So we did it..... like three times.

I'm not going to get into all the details about what happened that night. Except that we were watching Texas Chainsaw Massacre while doing it. We had to ask his roommate to leave like twice and the third time he came back, he decided to go at it again.

So now my stomach hurts because of it. I heard it happens a lot and I was super scared and googled why that might be happening. It got all scary when it said I could have some kind of disease. I was like haha NOPE ENOUGH INTERNET FOR TODAY.

But beyond that, I'm still asexual. Sex doesn't define if you're ace or not. It was just an act.

I just wanted to get rid of the fact that I was a virgin still at the age of nineteen and a college student and still was considered that. I felt uncomfortable.

But... I think I may be getting attached to him.

They say that having sex released endorphins in the brain that makes someone more attracted to them. Well I think it's worked.

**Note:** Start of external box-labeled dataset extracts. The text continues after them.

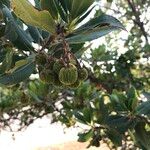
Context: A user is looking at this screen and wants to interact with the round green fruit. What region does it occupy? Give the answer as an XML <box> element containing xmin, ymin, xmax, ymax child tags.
<box><xmin>68</xmin><ymin>80</ymin><xmax>81</xmax><ymax>89</ymax></box>
<box><xmin>59</xmin><ymin>64</ymin><xmax>78</xmax><ymax>85</ymax></box>
<box><xmin>35</xmin><ymin>53</ymin><xmax>47</xmax><ymax>65</ymax></box>
<box><xmin>78</xmin><ymin>68</ymin><xmax>88</xmax><ymax>81</ymax></box>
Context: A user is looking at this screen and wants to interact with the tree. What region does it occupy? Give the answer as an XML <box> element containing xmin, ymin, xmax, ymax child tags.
<box><xmin>0</xmin><ymin>0</ymin><xmax>150</xmax><ymax>150</ymax></box>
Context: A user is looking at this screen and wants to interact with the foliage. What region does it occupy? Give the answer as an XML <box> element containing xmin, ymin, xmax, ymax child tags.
<box><xmin>0</xmin><ymin>0</ymin><xmax>150</xmax><ymax>150</ymax></box>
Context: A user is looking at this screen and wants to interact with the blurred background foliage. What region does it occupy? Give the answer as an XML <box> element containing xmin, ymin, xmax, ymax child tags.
<box><xmin>0</xmin><ymin>0</ymin><xmax>150</xmax><ymax>150</ymax></box>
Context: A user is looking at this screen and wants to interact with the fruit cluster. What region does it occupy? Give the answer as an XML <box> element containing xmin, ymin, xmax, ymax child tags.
<box><xmin>35</xmin><ymin>52</ymin><xmax>88</xmax><ymax>88</ymax></box>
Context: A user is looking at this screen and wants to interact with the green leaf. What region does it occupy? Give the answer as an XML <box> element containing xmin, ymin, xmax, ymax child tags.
<box><xmin>78</xmin><ymin>129</ymin><xmax>93</xmax><ymax>142</ymax></box>
<box><xmin>67</xmin><ymin>15</ymin><xmax>125</xmax><ymax>43</ymax></box>
<box><xmin>105</xmin><ymin>115</ymin><xmax>136</xmax><ymax>133</ymax></box>
<box><xmin>127</xmin><ymin>87</ymin><xmax>138</xmax><ymax>111</ymax></box>
<box><xmin>0</xmin><ymin>62</ymin><xmax>35</xmax><ymax>85</ymax></box>
<box><xmin>107</xmin><ymin>129</ymin><xmax>122</xmax><ymax>146</ymax></box>
<box><xmin>11</xmin><ymin>0</ymin><xmax>55</xmax><ymax>33</ymax></box>
<box><xmin>74</xmin><ymin>112</ymin><xmax>88</xmax><ymax>124</ymax></box>
<box><xmin>136</xmin><ymin>101</ymin><xmax>150</xmax><ymax>116</ymax></box>
<box><xmin>40</xmin><ymin>0</ymin><xmax>58</xmax><ymax>19</ymax></box>
<box><xmin>28</xmin><ymin>26</ymin><xmax>43</xmax><ymax>43</ymax></box>
<box><xmin>135</xmin><ymin>122</ymin><xmax>150</xmax><ymax>150</ymax></box>
<box><xmin>70</xmin><ymin>0</ymin><xmax>94</xmax><ymax>19</ymax></box>
<box><xmin>0</xmin><ymin>49</ymin><xmax>13</xmax><ymax>74</ymax></box>
<box><xmin>83</xmin><ymin>107</ymin><xmax>92</xmax><ymax>123</ymax></box>
<box><xmin>2</xmin><ymin>5</ymin><xmax>33</xmax><ymax>50</ymax></box>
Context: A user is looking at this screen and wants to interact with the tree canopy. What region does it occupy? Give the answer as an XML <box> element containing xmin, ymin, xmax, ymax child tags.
<box><xmin>0</xmin><ymin>0</ymin><xmax>150</xmax><ymax>150</ymax></box>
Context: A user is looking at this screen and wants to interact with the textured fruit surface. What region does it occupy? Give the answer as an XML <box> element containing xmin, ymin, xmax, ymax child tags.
<box><xmin>35</xmin><ymin>53</ymin><xmax>47</xmax><ymax>65</ymax></box>
<box><xmin>78</xmin><ymin>68</ymin><xmax>88</xmax><ymax>80</ymax></box>
<box><xmin>68</xmin><ymin>80</ymin><xmax>81</xmax><ymax>88</ymax></box>
<box><xmin>59</xmin><ymin>64</ymin><xmax>78</xmax><ymax>85</ymax></box>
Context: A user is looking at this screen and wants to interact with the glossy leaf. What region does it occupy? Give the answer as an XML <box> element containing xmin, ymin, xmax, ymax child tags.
<box><xmin>67</xmin><ymin>15</ymin><xmax>125</xmax><ymax>43</ymax></box>
<box><xmin>135</xmin><ymin>122</ymin><xmax>150</xmax><ymax>150</ymax></box>
<box><xmin>0</xmin><ymin>62</ymin><xmax>35</xmax><ymax>86</ymax></box>
<box><xmin>2</xmin><ymin>6</ymin><xmax>33</xmax><ymax>50</ymax></box>
<box><xmin>70</xmin><ymin>0</ymin><xmax>94</xmax><ymax>19</ymax></box>
<box><xmin>105</xmin><ymin>115</ymin><xmax>135</xmax><ymax>133</ymax></box>
<box><xmin>0</xmin><ymin>49</ymin><xmax>13</xmax><ymax>74</ymax></box>
<box><xmin>136</xmin><ymin>101</ymin><xmax>150</xmax><ymax>116</ymax></box>
<box><xmin>107</xmin><ymin>129</ymin><xmax>122</xmax><ymax>146</ymax></box>
<box><xmin>127</xmin><ymin>87</ymin><xmax>138</xmax><ymax>111</ymax></box>
<box><xmin>11</xmin><ymin>0</ymin><xmax>55</xmax><ymax>33</ymax></box>
<box><xmin>40</xmin><ymin>0</ymin><xmax>58</xmax><ymax>19</ymax></box>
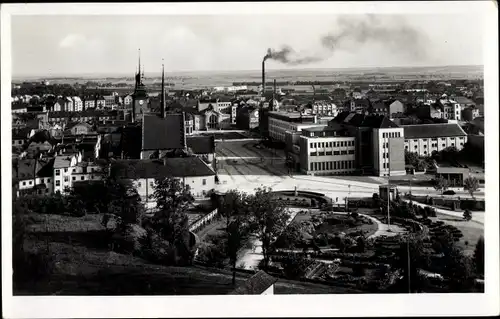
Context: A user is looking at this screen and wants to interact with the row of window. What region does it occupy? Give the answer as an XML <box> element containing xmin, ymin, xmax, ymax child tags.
<box><xmin>309</xmin><ymin>141</ymin><xmax>354</xmax><ymax>148</ymax></box>
<box><xmin>382</xmin><ymin>132</ymin><xmax>401</xmax><ymax>138</ymax></box>
<box><xmin>405</xmin><ymin>136</ymin><xmax>464</xmax><ymax>143</ymax></box>
<box><xmin>309</xmin><ymin>150</ymin><xmax>354</xmax><ymax>156</ymax></box>
<box><xmin>310</xmin><ymin>161</ymin><xmax>354</xmax><ymax>171</ymax></box>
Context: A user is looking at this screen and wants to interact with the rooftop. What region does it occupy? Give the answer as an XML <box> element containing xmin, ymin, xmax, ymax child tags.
<box><xmin>115</xmin><ymin>157</ymin><xmax>215</xmax><ymax>179</ymax></box>
<box><xmin>230</xmin><ymin>270</ymin><xmax>278</xmax><ymax>295</ymax></box>
<box><xmin>142</xmin><ymin>114</ymin><xmax>184</xmax><ymax>150</ymax></box>
<box><xmin>403</xmin><ymin>123</ymin><xmax>467</xmax><ymax>139</ymax></box>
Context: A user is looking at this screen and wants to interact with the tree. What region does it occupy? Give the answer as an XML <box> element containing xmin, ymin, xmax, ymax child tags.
<box><xmin>151</xmin><ymin>177</ymin><xmax>194</xmax><ymax>261</ymax></box>
<box><xmin>281</xmin><ymin>253</ymin><xmax>309</xmax><ymax>279</ymax></box>
<box><xmin>218</xmin><ymin>190</ymin><xmax>249</xmax><ymax>285</ymax></box>
<box><xmin>464</xmin><ymin>176</ymin><xmax>479</xmax><ymax>199</ymax></box>
<box><xmin>474</xmin><ymin>236</ymin><xmax>484</xmax><ymax>275</ymax></box>
<box><xmin>464</xmin><ymin>209</ymin><xmax>472</xmax><ymax>221</ymax></box>
<box><xmin>434</xmin><ymin>176</ymin><xmax>449</xmax><ymax>194</ymax></box>
<box><xmin>248</xmin><ymin>187</ymin><xmax>289</xmax><ymax>269</ymax></box>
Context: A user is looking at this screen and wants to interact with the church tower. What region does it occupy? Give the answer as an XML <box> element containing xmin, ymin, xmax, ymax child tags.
<box><xmin>132</xmin><ymin>49</ymin><xmax>148</xmax><ymax>123</ymax></box>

Because I really really really like this guy.

I want it to work between us.

But then I heard that he's been on and off with a girl and having sex with my friend at the same time. And I don't want to be one of those people in that. However that was a year ago, so I hoped things like that have changed.

I mean, I stayed over the night with him. Every few hours he would kiss me after waking up. He's a loud snorer. But he's cute and adorable and I really want to be with him.

Is that a crime?

Dammit, I hate emotions.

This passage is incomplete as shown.